Las otras aves que vuelan entre las fachadas no tienen ninguna relación con ella. Yo creo que ni se ven, que unas y otra viven en ámbitos o tiempos distintos. Mi suegro, al que pagamos el alquiler porque es el propietario, insiste mucho en que son esos pájaros y me suelta que barrunto otras cosas porque no madrugo cada día. Eso lo dice porque gano menos que su hija, pero sabe de sobras que trabajo en casa el ochenta por ciento de mi jornada. Aquí, mirando afuera desde la mesita del escritorio, me absorbe el ángulo del patio como una aspillera. Debería comprarme una ballesta, aunque esto es una soberana tontería. Antes tendría que columbrarlo por lo menos una vez. Tampoco tengo claro si es un pájaro o es un ave, que taxonómicamente es casi lo mismo, pero ontológicamente no.

Supongo, por supuesto, que los golpes sordos ya no se los atribuiría mi suegro tan alegremente a picas vulgares o palomas. Yo no estoy del todo seguro de si se oían ya al principio. Le he preguntado a Frasquita y me ha dicho que está tan desorientada como yo. A los niños queremos mantenerlos al margen, gracias al menos a que sus habitaciones caen al otro lado de la casa. Evidentemente fui yo el primero en darme cuenta. Un tintineo rítmico, cadencioso, a base de sacudidas secas contra nuestra pared interior. Durante un buen tiempo creí que podía ser meramente vecinal y proceder del piso de arriba. Quizá la pata de la cama les cojeaba. Son edificios antiguos, en cuyos lavabos el bajante general deja manchas amarillentas, repelentes, y se oye casi todo. Empezaba a estar tan convencido que subí incluso una nochebuena, a las tantas, a llamar al vecino sin más contemplaciones. Pero me desengañaron con facilidad. El martilleo se escondía sutilmente.

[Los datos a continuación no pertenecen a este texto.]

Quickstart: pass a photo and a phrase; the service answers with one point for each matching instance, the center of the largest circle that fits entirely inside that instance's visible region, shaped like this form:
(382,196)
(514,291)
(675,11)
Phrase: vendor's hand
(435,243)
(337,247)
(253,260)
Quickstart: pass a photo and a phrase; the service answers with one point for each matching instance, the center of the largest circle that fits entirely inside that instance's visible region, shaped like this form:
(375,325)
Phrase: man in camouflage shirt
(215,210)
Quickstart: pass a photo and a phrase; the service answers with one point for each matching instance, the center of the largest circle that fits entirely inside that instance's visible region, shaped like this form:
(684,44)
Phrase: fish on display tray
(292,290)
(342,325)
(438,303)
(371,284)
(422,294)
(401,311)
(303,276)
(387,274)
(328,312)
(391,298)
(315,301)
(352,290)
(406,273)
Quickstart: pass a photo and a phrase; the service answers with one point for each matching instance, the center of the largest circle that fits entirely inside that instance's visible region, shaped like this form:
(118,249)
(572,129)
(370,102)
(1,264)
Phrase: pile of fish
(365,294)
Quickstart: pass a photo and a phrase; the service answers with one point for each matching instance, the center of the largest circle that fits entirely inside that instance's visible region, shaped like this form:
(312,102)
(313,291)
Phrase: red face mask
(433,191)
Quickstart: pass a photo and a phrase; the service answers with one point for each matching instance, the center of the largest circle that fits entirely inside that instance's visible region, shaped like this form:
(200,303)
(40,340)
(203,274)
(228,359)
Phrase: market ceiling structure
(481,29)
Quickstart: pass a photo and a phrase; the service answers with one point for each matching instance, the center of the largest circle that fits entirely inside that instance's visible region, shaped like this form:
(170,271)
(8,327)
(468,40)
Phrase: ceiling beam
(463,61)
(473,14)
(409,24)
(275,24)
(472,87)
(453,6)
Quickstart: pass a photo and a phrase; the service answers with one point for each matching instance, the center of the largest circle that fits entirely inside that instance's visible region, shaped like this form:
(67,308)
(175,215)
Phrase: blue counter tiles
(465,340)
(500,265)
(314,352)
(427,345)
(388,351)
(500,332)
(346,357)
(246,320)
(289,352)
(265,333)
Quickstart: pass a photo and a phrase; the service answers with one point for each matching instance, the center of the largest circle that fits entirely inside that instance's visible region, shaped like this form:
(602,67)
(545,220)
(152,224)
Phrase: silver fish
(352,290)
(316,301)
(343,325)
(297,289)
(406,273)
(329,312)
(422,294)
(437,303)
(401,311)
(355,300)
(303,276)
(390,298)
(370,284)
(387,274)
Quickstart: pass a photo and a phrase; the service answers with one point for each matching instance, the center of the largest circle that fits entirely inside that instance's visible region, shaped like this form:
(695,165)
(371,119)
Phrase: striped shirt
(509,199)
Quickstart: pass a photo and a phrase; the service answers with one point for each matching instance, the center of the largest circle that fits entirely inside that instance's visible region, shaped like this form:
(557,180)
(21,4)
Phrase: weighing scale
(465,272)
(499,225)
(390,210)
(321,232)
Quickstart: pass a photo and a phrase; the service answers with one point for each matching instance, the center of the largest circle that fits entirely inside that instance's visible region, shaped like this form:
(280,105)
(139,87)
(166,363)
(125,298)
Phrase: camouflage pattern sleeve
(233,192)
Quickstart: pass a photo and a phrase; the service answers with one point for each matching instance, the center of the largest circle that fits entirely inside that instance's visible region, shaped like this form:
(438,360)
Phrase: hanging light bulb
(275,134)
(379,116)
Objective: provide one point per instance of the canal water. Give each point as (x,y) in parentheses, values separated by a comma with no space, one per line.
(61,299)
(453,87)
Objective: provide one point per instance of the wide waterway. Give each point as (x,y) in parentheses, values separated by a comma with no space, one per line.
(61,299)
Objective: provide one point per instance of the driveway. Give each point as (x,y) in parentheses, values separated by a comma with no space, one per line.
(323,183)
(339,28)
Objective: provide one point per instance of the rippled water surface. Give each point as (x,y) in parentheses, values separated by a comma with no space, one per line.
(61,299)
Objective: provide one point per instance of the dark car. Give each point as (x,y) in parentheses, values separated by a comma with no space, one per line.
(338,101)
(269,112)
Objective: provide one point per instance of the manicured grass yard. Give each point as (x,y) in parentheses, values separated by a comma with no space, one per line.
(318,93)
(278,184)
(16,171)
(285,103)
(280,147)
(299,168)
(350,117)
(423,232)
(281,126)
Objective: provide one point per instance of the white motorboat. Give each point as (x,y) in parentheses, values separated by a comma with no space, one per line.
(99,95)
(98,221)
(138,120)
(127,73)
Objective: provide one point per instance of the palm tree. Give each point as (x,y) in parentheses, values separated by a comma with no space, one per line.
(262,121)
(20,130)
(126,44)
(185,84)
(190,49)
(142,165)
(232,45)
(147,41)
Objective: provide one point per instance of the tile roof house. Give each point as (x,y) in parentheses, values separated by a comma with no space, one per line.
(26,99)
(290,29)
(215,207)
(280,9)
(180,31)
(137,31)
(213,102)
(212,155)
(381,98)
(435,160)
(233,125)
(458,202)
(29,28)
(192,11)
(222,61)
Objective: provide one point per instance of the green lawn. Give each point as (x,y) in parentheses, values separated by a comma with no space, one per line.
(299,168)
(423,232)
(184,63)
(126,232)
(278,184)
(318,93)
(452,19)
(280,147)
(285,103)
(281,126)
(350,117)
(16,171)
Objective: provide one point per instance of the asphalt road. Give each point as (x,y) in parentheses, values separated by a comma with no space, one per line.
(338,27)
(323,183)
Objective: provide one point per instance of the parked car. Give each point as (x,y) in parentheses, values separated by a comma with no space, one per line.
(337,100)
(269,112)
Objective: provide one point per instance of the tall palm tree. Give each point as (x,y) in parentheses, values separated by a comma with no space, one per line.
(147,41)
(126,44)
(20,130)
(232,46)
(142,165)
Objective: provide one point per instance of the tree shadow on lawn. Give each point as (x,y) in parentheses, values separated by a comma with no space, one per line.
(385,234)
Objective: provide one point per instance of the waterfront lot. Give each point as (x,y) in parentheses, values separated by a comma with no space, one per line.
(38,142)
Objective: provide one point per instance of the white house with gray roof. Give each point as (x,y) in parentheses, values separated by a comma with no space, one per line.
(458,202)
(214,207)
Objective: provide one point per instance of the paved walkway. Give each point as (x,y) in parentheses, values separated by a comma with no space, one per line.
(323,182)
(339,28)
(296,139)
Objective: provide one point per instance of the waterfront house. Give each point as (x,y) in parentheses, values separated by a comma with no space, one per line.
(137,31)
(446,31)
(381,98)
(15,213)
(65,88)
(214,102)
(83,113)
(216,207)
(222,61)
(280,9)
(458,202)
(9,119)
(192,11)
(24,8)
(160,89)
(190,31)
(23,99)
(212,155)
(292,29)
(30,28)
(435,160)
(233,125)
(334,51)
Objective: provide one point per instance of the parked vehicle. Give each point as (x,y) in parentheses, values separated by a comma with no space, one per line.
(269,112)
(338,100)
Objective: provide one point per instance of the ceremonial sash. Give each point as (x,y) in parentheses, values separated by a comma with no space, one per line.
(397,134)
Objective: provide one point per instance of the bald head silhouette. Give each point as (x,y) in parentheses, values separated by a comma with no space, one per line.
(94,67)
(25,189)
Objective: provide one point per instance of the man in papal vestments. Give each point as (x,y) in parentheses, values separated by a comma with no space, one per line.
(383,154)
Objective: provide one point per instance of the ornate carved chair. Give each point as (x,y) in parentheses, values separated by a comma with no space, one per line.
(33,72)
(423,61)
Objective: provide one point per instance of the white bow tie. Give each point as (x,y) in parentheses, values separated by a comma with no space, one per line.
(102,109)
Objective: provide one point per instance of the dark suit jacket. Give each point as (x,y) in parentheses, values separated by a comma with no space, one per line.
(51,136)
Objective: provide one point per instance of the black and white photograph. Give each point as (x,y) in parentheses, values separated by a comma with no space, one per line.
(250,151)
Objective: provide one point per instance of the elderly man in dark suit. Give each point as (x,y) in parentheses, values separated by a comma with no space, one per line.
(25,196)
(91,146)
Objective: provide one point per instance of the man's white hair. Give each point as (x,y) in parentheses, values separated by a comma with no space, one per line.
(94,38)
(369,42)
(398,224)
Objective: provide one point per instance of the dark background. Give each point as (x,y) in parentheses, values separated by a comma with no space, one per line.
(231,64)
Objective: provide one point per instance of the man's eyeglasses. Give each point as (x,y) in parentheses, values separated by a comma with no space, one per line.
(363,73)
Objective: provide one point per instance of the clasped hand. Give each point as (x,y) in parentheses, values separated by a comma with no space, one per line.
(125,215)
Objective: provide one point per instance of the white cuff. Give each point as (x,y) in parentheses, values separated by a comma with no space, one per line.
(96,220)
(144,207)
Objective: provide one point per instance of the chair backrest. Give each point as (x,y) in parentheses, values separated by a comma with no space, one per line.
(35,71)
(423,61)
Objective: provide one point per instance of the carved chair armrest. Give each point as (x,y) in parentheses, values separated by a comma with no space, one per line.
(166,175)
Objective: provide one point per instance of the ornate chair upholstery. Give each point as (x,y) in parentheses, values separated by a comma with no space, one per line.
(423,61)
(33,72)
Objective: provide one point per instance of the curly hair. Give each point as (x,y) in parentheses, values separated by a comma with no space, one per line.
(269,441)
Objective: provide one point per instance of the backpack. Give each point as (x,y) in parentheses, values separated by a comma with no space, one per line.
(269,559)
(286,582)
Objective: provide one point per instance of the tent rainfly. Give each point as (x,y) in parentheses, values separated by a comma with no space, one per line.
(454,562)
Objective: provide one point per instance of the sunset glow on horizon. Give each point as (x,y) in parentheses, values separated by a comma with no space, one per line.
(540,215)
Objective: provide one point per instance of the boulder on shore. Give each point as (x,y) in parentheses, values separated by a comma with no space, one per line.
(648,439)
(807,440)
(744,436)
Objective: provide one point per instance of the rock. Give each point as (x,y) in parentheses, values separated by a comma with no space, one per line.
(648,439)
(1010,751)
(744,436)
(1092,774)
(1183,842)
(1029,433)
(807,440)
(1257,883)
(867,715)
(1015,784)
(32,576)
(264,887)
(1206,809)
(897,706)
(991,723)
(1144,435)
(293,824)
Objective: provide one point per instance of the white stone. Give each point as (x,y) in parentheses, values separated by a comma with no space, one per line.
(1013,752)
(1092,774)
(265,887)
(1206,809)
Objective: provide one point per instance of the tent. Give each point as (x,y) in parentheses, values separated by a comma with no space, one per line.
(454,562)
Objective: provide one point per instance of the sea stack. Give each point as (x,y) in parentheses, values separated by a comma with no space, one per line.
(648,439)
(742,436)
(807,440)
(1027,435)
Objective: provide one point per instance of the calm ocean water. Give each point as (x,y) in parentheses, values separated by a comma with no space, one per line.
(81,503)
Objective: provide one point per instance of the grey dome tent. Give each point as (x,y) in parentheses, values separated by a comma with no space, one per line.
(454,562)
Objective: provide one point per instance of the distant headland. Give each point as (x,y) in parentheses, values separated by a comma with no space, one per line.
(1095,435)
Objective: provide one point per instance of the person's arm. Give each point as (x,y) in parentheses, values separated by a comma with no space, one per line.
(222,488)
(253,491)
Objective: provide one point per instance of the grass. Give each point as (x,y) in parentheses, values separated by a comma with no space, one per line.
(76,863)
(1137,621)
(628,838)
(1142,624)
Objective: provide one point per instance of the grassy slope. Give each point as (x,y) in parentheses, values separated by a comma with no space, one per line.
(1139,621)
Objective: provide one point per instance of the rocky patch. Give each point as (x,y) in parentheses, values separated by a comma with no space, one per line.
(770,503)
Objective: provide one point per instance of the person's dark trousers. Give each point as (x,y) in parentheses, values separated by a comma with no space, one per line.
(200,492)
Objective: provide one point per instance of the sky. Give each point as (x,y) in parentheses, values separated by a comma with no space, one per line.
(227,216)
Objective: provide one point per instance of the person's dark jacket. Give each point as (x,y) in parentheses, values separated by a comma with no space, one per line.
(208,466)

Comencé a advertir que los golpes tenían que provenir de una habitación que rompe el rectángulo de nuestro piso y está situada al lado de mi estudio, de cara al patio. También es contigua con el dormitorio, aunque hasta que yo no los noté por mi cuenta no empezaron a molestarnos en la cama. Justo entonces, los gritos del animal que se oían en lontananza fueron combinándose poco a poco con los mazazos. Mis miradas ya no buscaban el vértice del patio, que estaba en silencio. De ningún modo venían de allí los graznidos quejicosos. Me lo imaginé sobre la cornisa última de nuestro bloque, justo encima, siete pisos más arriba. Mi incomodidad en la misma casa se inicia ahí. Desarrollé una hiperactividad que no me dejaba reposar. Si bien requerí una reunión inmediata del bloque, el presidente de escalera me dijo que había cesado y se esperaba en breve una inminente convocatoria de vecinos para la elección del sustituto. Pero ésta no se produjo. Al cabo de varios meses perseguí por varios pisos la puerta del nuevo presidente y me hallé por último en el entresuelo con un figurín bonito de cara, jersey a rayas y bufanda lila, pasados los cuarenta.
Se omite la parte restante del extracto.